Cancellation of probe effects in measurements of spin polarized momentum density by electron positron annihilation

TL;DR

This paper demonstrates that electron-positron annihilation measurements can effectively reveal the spin-polarized momentum density and Fermi surface in ferromagnetic metals, overcoming previous interpretation challenges.

Contribution

It introduces a method to cancel probe effects in measurements, enabling detailed detection of spin-polarized electronic structures in ferromagnetic materials.

Findings

Effective cancellation of electron-positron matrix elements in ferromagnetic metals.

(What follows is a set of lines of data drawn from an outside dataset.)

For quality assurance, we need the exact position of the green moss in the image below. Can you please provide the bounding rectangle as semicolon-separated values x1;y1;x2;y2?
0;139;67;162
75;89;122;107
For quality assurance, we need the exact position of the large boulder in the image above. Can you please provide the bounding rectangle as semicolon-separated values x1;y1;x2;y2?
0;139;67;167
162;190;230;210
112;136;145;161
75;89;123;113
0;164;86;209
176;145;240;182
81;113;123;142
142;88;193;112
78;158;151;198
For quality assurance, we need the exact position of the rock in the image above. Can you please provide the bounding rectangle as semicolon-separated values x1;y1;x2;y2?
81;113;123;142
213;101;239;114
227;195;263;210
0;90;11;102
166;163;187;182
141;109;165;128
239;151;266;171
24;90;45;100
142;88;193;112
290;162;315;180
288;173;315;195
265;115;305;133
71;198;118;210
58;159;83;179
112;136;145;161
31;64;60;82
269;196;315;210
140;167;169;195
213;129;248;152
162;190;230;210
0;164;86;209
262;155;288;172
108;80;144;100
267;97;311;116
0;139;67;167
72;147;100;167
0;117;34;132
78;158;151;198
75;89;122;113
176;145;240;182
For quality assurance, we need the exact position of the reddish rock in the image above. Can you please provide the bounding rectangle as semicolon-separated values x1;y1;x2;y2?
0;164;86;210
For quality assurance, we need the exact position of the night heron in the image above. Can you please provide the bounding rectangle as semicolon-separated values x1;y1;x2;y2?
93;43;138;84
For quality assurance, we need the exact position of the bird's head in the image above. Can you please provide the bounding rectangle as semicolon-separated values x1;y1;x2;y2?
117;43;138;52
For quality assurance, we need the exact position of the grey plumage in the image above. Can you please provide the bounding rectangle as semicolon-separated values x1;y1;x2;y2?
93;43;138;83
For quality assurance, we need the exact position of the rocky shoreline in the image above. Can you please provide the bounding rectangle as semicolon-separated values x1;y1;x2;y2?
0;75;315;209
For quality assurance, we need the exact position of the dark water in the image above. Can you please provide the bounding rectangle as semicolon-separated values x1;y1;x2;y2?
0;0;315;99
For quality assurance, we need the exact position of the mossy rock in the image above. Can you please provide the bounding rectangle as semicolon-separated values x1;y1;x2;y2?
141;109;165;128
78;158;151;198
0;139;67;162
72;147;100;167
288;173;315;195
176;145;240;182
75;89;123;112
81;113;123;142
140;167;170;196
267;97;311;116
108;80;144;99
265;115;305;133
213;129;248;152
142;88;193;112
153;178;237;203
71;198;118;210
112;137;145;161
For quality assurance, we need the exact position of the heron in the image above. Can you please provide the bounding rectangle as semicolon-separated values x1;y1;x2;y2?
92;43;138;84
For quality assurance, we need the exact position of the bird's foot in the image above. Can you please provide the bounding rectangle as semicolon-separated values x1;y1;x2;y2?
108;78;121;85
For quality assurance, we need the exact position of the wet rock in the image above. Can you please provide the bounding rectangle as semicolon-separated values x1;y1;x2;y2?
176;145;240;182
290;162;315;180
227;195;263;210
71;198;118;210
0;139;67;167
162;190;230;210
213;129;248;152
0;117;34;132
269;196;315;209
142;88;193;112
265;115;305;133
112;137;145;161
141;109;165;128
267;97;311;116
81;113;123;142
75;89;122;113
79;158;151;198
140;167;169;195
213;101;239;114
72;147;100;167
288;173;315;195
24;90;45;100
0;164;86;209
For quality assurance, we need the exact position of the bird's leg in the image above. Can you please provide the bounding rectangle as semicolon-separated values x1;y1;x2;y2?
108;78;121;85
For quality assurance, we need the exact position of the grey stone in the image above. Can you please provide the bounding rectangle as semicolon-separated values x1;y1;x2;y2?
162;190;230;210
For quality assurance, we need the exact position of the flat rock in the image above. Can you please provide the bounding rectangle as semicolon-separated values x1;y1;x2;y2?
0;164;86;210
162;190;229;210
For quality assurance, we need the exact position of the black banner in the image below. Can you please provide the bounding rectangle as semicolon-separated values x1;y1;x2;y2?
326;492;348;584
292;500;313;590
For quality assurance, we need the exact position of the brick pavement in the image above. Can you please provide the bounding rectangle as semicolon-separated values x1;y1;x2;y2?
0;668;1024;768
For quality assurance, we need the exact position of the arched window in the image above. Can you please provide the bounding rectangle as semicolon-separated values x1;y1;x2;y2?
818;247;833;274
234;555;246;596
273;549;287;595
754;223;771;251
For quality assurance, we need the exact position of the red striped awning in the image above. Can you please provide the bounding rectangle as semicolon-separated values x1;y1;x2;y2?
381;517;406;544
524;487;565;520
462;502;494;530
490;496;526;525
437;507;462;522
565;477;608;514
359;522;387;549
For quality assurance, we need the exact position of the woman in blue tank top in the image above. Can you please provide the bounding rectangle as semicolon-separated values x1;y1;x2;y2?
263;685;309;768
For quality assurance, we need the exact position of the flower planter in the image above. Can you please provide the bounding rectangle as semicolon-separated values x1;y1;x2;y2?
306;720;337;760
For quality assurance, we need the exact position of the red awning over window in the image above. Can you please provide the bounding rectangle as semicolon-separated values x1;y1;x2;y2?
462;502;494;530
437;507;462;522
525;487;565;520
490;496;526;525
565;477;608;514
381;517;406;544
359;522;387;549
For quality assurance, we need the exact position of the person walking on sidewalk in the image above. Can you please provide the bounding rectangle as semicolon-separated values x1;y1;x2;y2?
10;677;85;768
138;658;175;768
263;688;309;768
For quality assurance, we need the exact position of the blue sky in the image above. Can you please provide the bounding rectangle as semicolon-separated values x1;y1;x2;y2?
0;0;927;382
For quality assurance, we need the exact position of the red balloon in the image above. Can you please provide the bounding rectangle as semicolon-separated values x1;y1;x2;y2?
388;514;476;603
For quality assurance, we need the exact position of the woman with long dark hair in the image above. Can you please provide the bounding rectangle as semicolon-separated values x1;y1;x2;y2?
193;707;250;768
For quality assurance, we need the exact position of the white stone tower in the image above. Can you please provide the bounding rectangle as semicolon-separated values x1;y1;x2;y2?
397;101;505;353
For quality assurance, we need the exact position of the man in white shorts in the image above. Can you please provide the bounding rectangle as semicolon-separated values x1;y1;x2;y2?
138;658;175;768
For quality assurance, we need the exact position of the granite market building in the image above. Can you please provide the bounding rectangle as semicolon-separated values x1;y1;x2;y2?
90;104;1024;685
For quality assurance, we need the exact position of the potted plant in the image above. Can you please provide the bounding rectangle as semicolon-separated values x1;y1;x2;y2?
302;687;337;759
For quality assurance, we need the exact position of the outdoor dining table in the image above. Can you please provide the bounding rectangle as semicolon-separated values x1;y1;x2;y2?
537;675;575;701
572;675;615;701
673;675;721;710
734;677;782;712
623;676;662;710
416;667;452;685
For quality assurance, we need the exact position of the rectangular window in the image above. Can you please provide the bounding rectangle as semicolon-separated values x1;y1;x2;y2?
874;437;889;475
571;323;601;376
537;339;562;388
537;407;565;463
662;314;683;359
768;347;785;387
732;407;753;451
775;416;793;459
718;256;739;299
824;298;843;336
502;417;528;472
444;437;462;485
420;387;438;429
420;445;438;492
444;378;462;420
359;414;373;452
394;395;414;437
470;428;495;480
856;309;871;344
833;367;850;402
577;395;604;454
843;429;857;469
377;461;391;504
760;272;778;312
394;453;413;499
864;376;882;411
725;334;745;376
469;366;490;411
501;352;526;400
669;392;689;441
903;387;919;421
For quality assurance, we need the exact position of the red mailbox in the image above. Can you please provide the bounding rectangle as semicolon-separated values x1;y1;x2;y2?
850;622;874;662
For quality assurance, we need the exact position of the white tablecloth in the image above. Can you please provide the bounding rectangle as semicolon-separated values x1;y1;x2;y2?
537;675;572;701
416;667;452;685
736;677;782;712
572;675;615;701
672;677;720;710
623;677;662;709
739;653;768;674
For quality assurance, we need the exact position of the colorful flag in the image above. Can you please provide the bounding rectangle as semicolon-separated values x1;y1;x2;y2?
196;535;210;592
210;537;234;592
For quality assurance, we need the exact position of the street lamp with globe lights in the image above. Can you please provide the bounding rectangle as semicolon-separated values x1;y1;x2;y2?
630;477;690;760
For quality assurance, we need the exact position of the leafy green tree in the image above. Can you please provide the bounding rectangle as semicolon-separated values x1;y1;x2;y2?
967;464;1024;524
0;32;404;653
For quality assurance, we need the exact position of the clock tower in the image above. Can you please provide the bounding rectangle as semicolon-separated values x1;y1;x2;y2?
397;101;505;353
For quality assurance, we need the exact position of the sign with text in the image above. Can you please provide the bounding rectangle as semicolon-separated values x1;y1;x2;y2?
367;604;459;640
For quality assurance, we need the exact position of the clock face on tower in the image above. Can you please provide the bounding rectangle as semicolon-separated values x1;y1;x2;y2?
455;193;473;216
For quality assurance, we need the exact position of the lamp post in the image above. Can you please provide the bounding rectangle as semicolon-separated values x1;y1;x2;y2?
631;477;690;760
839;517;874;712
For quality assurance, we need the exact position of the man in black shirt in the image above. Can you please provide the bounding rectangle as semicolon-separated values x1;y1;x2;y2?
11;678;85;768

Successful calculation of momentum spin density and Fermi surface of CrO2.

Enhanced interpretability of electron-positron annihilation data for spintronics materials.

Abstract

Measurements of the two dimensional angular correlation of the electron-positron annihilation radiation have been done in the past to detect the momentum spin density and the Fermi surface. We point out that the momentum spin density and the Fermi Surface of ferromagnetic metals can be revealed within great detail owing to the large cancellation of the electron-positron matrix elements which in paramagnetic multiatomic systems plague the interpretation of the experiments. We prove our conjecture by calculating the momentum spin density and the Fermi surface of the half metal CrO2, who has received large attention due to its possible applications as spintronics material.